Beyond the sharing of results

According to Tremblay-Mercier, making research results accessible in scientific journals is a step in the right direction for society, but it is no longer enough. She emphasized that researchers are placing more and more importance on transparency in research; they find it important to access the raw data and the methods of analysis used in order to be assured of the validity of the conclusions drawn. Tremblay-Mercier noted that funding is a key element in the establishment of an open-science culture and mentioned that funding agencies are already prioritizing projects for which data would be openly shared. 

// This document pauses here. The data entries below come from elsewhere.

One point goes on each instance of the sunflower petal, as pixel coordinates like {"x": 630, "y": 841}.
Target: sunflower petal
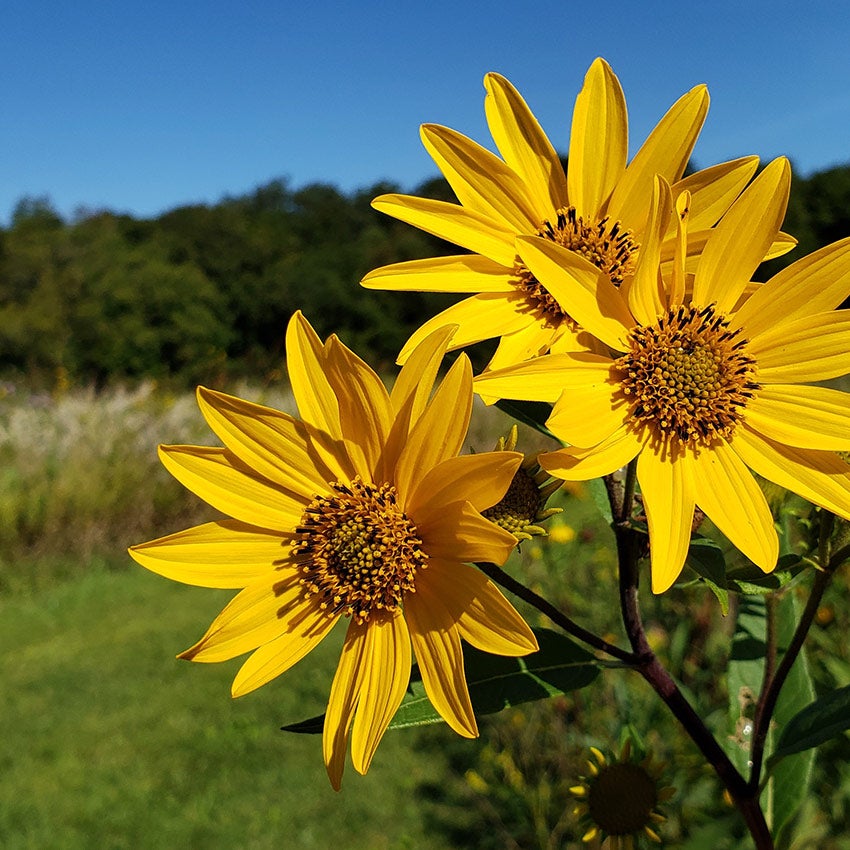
{"x": 458, "y": 532}
{"x": 477, "y": 318}
{"x": 222, "y": 481}
{"x": 472, "y": 230}
{"x": 481, "y": 181}
{"x": 278, "y": 655}
{"x": 589, "y": 410}
{"x": 482, "y": 479}
{"x": 261, "y": 612}
{"x": 580, "y": 288}
{"x": 540, "y": 379}
{"x": 345, "y": 694}
{"x": 730, "y": 496}
{"x": 668, "y": 498}
{"x": 271, "y": 442}
{"x": 598, "y": 141}
{"x": 464, "y": 273}
{"x": 811, "y": 348}
{"x": 365, "y": 413}
{"x": 820, "y": 477}
{"x": 665, "y": 152}
{"x": 440, "y": 431}
{"x": 742, "y": 238}
{"x": 813, "y": 284}
{"x": 304, "y": 362}
{"x": 583, "y": 464}
{"x": 807, "y": 417}
{"x": 713, "y": 190}
{"x": 387, "y": 660}
{"x": 646, "y": 294}
{"x": 483, "y": 616}
{"x": 216, "y": 554}
{"x": 436, "y": 644}
{"x": 524, "y": 145}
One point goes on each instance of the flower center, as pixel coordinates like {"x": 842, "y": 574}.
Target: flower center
{"x": 688, "y": 375}
{"x": 519, "y": 506}
{"x": 604, "y": 243}
{"x": 621, "y": 799}
{"x": 358, "y": 550}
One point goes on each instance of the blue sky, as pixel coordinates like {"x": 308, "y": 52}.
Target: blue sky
{"x": 144, "y": 106}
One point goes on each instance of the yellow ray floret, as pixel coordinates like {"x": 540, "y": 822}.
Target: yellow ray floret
{"x": 363, "y": 510}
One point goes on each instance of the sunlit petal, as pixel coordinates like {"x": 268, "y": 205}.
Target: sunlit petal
{"x": 216, "y": 554}
{"x": 524, "y": 145}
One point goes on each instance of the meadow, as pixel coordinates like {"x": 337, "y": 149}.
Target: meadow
{"x": 110, "y": 742}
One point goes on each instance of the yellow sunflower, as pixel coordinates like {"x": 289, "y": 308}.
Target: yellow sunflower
{"x": 361, "y": 509}
{"x": 597, "y": 209}
{"x": 696, "y": 388}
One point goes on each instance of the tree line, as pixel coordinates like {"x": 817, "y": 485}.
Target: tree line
{"x": 205, "y": 291}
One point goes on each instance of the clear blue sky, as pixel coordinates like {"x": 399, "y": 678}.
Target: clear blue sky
{"x": 143, "y": 106}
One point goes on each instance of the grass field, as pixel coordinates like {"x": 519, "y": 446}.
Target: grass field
{"x": 108, "y": 741}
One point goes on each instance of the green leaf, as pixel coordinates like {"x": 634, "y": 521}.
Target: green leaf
{"x": 818, "y": 722}
{"x": 790, "y": 780}
{"x": 707, "y": 560}
{"x": 599, "y": 494}
{"x": 751, "y": 580}
{"x": 496, "y": 682}
{"x": 531, "y": 413}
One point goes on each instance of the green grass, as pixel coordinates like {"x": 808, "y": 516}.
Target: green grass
{"x": 110, "y": 742}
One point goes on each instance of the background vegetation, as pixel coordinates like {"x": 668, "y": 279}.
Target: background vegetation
{"x": 105, "y": 321}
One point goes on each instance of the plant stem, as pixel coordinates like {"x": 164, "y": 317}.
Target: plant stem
{"x": 554, "y": 614}
{"x": 654, "y": 672}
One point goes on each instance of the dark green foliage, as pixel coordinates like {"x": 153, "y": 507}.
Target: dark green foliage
{"x": 206, "y": 290}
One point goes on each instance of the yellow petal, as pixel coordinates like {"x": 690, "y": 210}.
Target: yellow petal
{"x": 807, "y": 417}
{"x": 472, "y": 230}
{"x": 477, "y": 318}
{"x": 219, "y": 479}
{"x": 713, "y": 190}
{"x": 412, "y": 388}
{"x": 273, "y": 443}
{"x": 820, "y": 477}
{"x": 261, "y": 612}
{"x": 665, "y": 152}
{"x": 304, "y": 362}
{"x": 482, "y": 614}
{"x": 387, "y": 659}
{"x": 811, "y": 348}
{"x": 742, "y": 238}
{"x": 646, "y": 296}
{"x": 589, "y": 410}
{"x": 481, "y": 479}
{"x": 458, "y": 532}
{"x": 668, "y": 499}
{"x": 436, "y": 644}
{"x": 580, "y": 288}
{"x": 730, "y": 496}
{"x": 365, "y": 413}
{"x": 531, "y": 341}
{"x": 345, "y": 694}
{"x": 440, "y": 431}
{"x": 481, "y": 181}
{"x": 464, "y": 273}
{"x": 583, "y": 464}
{"x": 276, "y": 657}
{"x": 543, "y": 378}
{"x": 598, "y": 141}
{"x": 524, "y": 145}
{"x": 216, "y": 554}
{"x": 814, "y": 284}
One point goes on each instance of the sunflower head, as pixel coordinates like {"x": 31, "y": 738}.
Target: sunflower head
{"x": 524, "y": 504}
{"x": 617, "y": 802}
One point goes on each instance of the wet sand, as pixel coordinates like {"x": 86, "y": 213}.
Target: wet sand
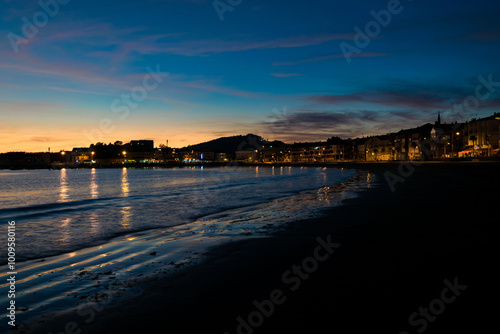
{"x": 396, "y": 250}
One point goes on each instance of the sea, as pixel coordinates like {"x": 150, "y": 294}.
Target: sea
{"x": 84, "y": 235}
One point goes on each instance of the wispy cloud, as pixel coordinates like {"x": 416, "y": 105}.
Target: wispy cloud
{"x": 286, "y": 75}
{"x": 328, "y": 57}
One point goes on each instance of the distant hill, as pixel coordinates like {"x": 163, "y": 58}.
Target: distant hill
{"x": 229, "y": 144}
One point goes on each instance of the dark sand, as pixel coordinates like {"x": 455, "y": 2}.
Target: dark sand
{"x": 396, "y": 251}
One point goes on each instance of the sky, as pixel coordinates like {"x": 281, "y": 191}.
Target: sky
{"x": 73, "y": 73}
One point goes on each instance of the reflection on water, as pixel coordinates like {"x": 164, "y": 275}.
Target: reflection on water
{"x": 94, "y": 191}
{"x": 65, "y": 233}
{"x": 126, "y": 216}
{"x": 63, "y": 188}
{"x": 125, "y": 211}
{"x": 124, "y": 184}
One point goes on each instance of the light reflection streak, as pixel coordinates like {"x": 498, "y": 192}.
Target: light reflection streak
{"x": 125, "y": 210}
{"x": 63, "y": 188}
{"x": 94, "y": 188}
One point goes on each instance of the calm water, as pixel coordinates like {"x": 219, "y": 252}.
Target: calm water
{"x": 58, "y": 211}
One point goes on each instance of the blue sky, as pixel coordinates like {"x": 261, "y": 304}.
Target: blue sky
{"x": 274, "y": 68}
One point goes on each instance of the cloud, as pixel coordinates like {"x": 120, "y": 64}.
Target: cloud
{"x": 286, "y": 75}
{"x": 328, "y": 57}
{"x": 387, "y": 98}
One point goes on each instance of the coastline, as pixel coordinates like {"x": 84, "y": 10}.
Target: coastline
{"x": 395, "y": 253}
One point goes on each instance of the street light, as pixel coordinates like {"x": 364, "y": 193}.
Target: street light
{"x": 452, "y": 151}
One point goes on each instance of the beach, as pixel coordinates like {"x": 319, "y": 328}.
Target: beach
{"x": 383, "y": 256}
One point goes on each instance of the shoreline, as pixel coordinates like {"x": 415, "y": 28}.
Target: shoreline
{"x": 341, "y": 164}
{"x": 393, "y": 258}
{"x": 191, "y": 241}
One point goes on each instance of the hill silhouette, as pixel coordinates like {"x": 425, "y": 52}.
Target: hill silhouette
{"x": 229, "y": 144}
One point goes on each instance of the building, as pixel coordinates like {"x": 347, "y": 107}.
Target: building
{"x": 481, "y": 137}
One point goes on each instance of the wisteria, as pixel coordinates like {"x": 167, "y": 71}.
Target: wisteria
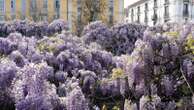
{"x": 29, "y": 28}
{"x": 124, "y": 67}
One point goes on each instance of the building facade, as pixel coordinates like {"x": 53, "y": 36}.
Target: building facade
{"x": 151, "y": 12}
{"x": 53, "y": 9}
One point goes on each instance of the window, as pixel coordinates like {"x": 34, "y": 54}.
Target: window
{"x": 111, "y": 11}
{"x": 185, "y": 9}
{"x": 146, "y": 13}
{"x": 132, "y": 14}
{"x": 57, "y": 8}
{"x": 138, "y": 14}
{"x": 166, "y": 11}
{"x": 12, "y": 6}
{"x": 45, "y": 2}
{"x": 23, "y": 7}
{"x": 146, "y": 6}
{"x": 155, "y": 3}
{"x": 2, "y": 6}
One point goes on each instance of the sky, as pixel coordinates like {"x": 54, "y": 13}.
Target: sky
{"x": 128, "y": 2}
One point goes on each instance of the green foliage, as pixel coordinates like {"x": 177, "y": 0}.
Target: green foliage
{"x": 117, "y": 73}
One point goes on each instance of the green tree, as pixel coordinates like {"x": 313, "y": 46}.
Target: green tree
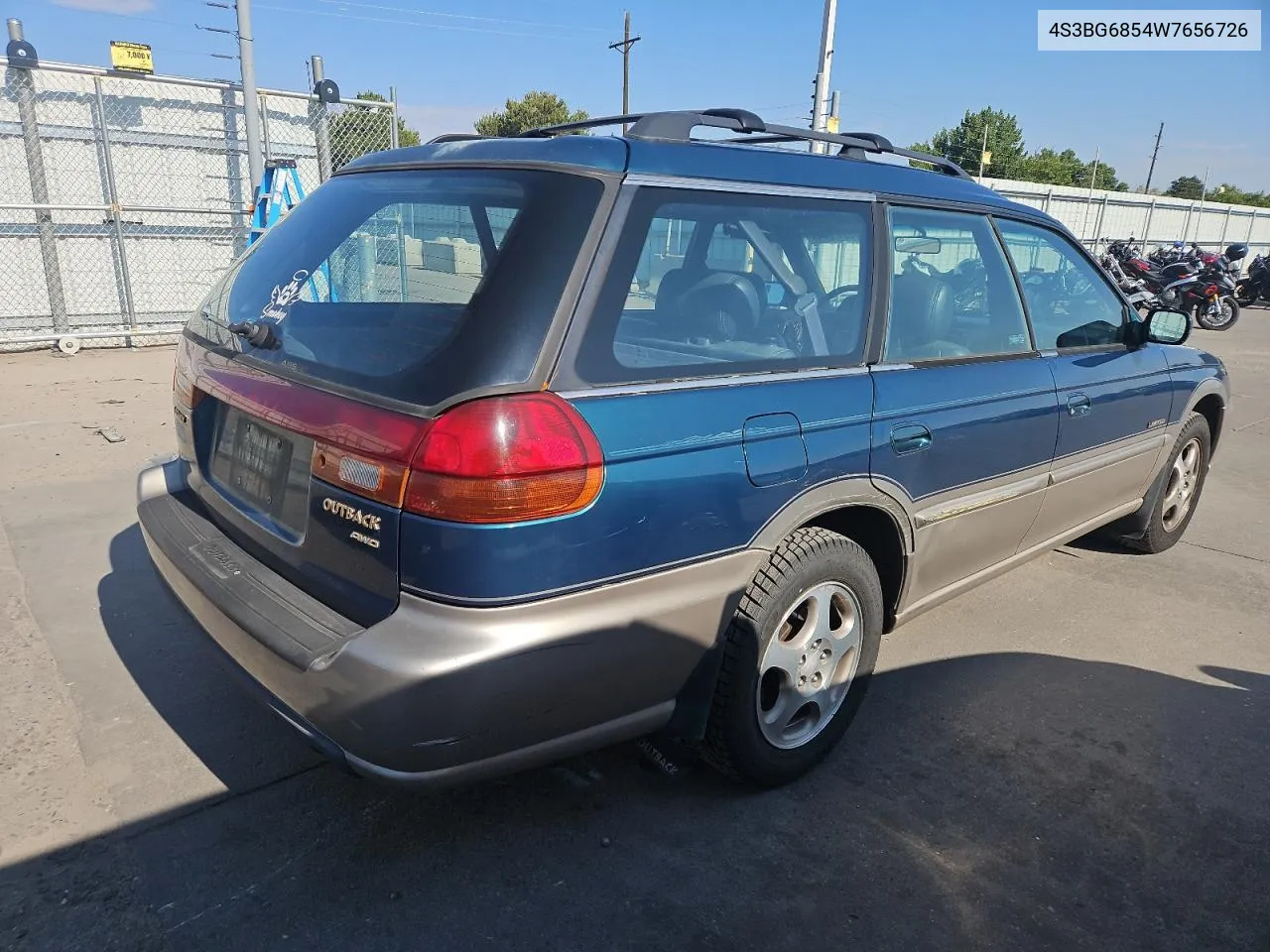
{"x": 358, "y": 130}
{"x": 964, "y": 141}
{"x": 535, "y": 108}
{"x": 1185, "y": 186}
{"x": 1105, "y": 179}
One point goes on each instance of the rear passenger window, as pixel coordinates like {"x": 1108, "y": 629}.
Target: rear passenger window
{"x": 1069, "y": 301}
{"x": 952, "y": 291}
{"x": 707, "y": 285}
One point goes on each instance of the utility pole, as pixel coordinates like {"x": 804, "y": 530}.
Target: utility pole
{"x": 1093, "y": 178}
{"x": 821, "y": 107}
{"x": 624, "y": 46}
{"x": 250, "y": 98}
{"x": 983, "y": 151}
{"x": 1152, "y": 172}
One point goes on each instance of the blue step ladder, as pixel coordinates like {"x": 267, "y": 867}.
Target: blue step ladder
{"x": 281, "y": 190}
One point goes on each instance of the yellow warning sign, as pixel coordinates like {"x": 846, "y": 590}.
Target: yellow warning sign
{"x": 132, "y": 58}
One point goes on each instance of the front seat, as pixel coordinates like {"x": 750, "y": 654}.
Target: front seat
{"x": 921, "y": 315}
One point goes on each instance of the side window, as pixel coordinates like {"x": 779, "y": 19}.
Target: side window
{"x": 1069, "y": 301}
{"x": 706, "y": 285}
{"x": 952, "y": 293}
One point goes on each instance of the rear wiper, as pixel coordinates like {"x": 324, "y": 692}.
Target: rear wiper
{"x": 255, "y": 334}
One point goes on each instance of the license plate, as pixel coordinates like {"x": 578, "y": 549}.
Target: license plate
{"x": 258, "y": 462}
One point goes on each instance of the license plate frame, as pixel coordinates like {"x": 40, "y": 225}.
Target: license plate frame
{"x": 257, "y": 462}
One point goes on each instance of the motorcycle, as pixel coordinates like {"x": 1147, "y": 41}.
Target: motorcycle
{"x": 1203, "y": 286}
{"x": 1255, "y": 286}
{"x": 1134, "y": 289}
{"x": 1219, "y": 308}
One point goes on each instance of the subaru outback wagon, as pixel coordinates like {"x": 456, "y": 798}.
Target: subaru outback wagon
{"x": 500, "y": 449}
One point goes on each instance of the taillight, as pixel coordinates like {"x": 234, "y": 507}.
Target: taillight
{"x": 506, "y": 458}
{"x": 183, "y": 376}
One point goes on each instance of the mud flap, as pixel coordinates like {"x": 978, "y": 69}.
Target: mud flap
{"x": 667, "y": 754}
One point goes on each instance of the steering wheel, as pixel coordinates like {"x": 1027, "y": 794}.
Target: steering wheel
{"x": 841, "y": 291}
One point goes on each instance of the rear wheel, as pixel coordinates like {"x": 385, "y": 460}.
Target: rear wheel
{"x": 1227, "y": 313}
{"x": 1183, "y": 483}
{"x": 798, "y": 657}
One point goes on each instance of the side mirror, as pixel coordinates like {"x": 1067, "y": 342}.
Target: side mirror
{"x": 1167, "y": 326}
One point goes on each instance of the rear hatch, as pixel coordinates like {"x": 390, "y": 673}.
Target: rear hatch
{"x": 312, "y": 373}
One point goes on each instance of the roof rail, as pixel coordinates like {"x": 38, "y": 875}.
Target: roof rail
{"x": 456, "y": 137}
{"x": 679, "y": 126}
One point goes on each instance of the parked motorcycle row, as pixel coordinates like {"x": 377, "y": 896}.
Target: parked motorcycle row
{"x": 1188, "y": 278}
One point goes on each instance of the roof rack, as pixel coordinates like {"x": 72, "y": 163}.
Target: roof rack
{"x": 456, "y": 137}
{"x": 679, "y": 126}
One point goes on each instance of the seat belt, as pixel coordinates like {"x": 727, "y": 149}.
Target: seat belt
{"x": 804, "y": 303}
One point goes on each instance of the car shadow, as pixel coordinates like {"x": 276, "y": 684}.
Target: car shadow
{"x": 185, "y": 678}
{"x": 997, "y": 801}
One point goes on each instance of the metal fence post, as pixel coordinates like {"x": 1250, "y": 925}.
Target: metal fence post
{"x": 24, "y": 85}
{"x": 112, "y": 197}
{"x": 393, "y": 130}
{"x": 264, "y": 126}
{"x": 1102, "y": 214}
{"x": 320, "y": 121}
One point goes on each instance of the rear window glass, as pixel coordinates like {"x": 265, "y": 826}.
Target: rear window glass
{"x": 412, "y": 286}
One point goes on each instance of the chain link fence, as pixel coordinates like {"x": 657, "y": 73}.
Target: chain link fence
{"x": 122, "y": 198}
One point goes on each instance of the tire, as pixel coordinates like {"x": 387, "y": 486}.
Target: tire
{"x": 1228, "y": 304}
{"x": 1170, "y": 516}
{"x": 812, "y": 574}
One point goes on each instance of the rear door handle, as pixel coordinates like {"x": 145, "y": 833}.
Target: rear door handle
{"x": 910, "y": 438}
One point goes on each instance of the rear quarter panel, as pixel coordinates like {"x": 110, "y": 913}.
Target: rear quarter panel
{"x": 677, "y": 489}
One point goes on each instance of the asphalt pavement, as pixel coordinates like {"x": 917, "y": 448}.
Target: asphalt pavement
{"x": 1075, "y": 756}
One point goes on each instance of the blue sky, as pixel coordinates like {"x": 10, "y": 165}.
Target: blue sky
{"x": 905, "y": 68}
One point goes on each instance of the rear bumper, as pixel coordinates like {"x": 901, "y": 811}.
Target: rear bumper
{"x": 439, "y": 694}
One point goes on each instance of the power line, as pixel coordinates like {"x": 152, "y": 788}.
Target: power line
{"x": 412, "y": 23}
{"x": 461, "y": 16}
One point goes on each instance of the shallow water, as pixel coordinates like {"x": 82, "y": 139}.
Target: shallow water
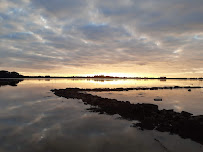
{"x": 33, "y": 119}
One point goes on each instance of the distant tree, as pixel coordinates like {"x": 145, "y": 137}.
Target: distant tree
{"x": 7, "y": 74}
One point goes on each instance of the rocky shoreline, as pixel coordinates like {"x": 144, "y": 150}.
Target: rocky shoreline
{"x": 140, "y": 88}
{"x": 149, "y": 116}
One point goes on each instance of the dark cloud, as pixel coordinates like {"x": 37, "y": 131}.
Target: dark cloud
{"x": 156, "y": 34}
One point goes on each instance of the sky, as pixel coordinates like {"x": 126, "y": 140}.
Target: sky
{"x": 112, "y": 37}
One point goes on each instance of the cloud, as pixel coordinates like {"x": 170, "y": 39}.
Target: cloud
{"x": 40, "y": 34}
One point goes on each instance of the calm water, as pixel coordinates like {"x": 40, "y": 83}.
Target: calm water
{"x": 33, "y": 119}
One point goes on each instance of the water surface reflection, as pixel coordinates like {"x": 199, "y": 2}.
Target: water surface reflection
{"x": 33, "y": 119}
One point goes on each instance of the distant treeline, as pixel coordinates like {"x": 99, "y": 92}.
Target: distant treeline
{"x": 7, "y": 74}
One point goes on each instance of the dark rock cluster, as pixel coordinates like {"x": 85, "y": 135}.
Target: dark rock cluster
{"x": 149, "y": 116}
{"x": 139, "y": 88}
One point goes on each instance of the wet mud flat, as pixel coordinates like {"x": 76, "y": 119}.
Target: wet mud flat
{"x": 149, "y": 116}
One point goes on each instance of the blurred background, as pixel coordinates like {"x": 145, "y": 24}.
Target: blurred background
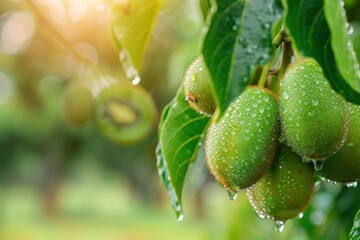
{"x": 60, "y": 181}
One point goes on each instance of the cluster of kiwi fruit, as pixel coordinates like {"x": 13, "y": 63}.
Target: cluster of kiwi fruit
{"x": 124, "y": 113}
{"x": 274, "y": 145}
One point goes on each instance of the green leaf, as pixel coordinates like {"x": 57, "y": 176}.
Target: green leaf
{"x": 238, "y": 40}
{"x": 205, "y": 7}
{"x": 180, "y": 134}
{"x": 131, "y": 23}
{"x": 355, "y": 231}
{"x": 314, "y": 37}
{"x": 341, "y": 43}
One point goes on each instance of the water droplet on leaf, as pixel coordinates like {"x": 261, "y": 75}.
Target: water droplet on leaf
{"x": 279, "y": 226}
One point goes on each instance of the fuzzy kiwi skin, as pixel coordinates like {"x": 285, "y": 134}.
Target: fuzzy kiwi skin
{"x": 240, "y": 147}
{"x": 77, "y": 104}
{"x": 314, "y": 118}
{"x": 344, "y": 166}
{"x": 285, "y": 191}
{"x": 197, "y": 85}
{"x": 124, "y": 113}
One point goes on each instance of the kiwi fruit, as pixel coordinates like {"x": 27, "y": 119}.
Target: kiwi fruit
{"x": 314, "y": 118}
{"x": 240, "y": 147}
{"x": 344, "y": 166}
{"x": 197, "y": 85}
{"x": 124, "y": 113}
{"x": 77, "y": 104}
{"x": 285, "y": 190}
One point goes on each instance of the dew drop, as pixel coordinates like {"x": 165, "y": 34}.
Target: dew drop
{"x": 232, "y": 195}
{"x": 350, "y": 29}
{"x": 315, "y": 102}
{"x": 279, "y": 226}
{"x": 261, "y": 109}
{"x": 318, "y": 164}
{"x": 286, "y": 95}
{"x": 351, "y": 184}
{"x": 180, "y": 216}
{"x": 260, "y": 215}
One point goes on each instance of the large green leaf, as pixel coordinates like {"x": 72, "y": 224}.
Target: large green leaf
{"x": 355, "y": 231}
{"x": 341, "y": 43}
{"x": 238, "y": 40}
{"x": 325, "y": 42}
{"x": 180, "y": 134}
{"x": 131, "y": 23}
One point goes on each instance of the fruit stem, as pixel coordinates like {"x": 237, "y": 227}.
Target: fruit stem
{"x": 264, "y": 74}
{"x": 279, "y": 38}
{"x": 286, "y": 56}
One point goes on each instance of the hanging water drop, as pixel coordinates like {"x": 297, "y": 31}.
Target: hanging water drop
{"x": 350, "y": 29}
{"x": 232, "y": 195}
{"x": 351, "y": 184}
{"x": 179, "y": 216}
{"x": 318, "y": 164}
{"x": 279, "y": 226}
{"x": 286, "y": 95}
{"x": 260, "y": 215}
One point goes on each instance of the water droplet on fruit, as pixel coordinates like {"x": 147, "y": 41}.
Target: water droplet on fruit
{"x": 350, "y": 29}
{"x": 279, "y": 226}
{"x": 232, "y": 195}
{"x": 180, "y": 217}
{"x": 318, "y": 164}
{"x": 351, "y": 184}
{"x": 286, "y": 95}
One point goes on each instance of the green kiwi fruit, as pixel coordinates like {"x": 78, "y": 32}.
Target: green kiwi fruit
{"x": 240, "y": 147}
{"x": 344, "y": 166}
{"x": 285, "y": 190}
{"x": 314, "y": 118}
{"x": 197, "y": 85}
{"x": 124, "y": 113}
{"x": 77, "y": 104}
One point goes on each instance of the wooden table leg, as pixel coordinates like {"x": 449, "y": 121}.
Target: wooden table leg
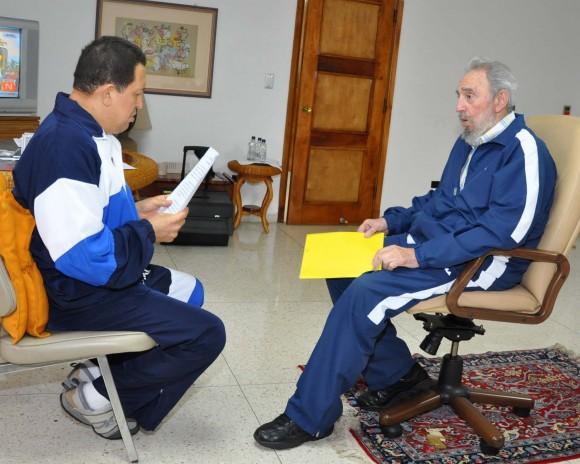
{"x": 238, "y": 200}
{"x": 265, "y": 203}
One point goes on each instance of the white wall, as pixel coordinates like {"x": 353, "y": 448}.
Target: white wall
{"x": 254, "y": 37}
{"x": 538, "y": 39}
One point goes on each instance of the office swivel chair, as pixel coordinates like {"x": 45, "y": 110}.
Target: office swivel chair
{"x": 451, "y": 316}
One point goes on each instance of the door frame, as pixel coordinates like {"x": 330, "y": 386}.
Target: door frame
{"x": 292, "y": 108}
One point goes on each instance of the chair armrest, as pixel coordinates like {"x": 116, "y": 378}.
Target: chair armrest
{"x": 547, "y": 304}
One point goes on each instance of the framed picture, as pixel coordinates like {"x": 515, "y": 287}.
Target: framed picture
{"x": 178, "y": 41}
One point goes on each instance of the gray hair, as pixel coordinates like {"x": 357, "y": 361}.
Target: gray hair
{"x": 499, "y": 77}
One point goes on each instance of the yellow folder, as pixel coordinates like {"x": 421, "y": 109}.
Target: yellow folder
{"x": 338, "y": 254}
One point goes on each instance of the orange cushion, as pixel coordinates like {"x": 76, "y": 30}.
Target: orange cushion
{"x": 31, "y": 314}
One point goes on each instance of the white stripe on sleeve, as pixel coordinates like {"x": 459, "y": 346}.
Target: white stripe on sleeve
{"x": 66, "y": 213}
{"x": 530, "y": 150}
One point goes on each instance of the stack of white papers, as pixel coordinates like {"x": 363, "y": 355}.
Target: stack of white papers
{"x": 183, "y": 193}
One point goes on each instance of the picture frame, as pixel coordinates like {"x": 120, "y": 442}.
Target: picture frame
{"x": 178, "y": 41}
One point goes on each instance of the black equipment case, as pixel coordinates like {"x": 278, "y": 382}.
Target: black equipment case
{"x": 210, "y": 218}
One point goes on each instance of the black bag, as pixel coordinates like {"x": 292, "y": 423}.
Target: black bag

Moreover, Tremblay-Mercier noted that some research participants would also appreciate greater transparency with regards to their own data: “Participants often ask us for their test results, they want to know.” She explained that researchers are currently barred for ethical reasons from informing participants about experimental data or genetic information even if some of these data are considered risk factors. “Currently, ethics committees usually ban transmitting experimental information [to our participants for good reasons]. because ifIf we transmit sensitive information that might have an impact on their lives, we have to be sure this information is true and if it is, that it will not cause more harm than benefit to the participant.” Tremblay-Mercier remained optimistic, however: “I believe there could be a way of structuring a protocol to be put into place so that we could be a little bit more transparent with our research participants, so we can transmit some of our results, in a very managed way, accompanied by a physician, with follow-ups to be sure that participants understand what we tell them and to measure the impact of such information on their lives following the disclosure of certain results.” While this appears utopian, Tremblay-Mercier believes that such transparency could encourage clinical study participation and in turn increase the pace of discovery to address the unmet therapeutic needs in dementia and other diseases. 

Data collected from the majority of participants in the Prevent-AD project is currently available on the LORIS database and more data will be added progressively as additional participants consent to open access to their data. These data and other datasets will be accessible via CONP once the infrastructure has been established.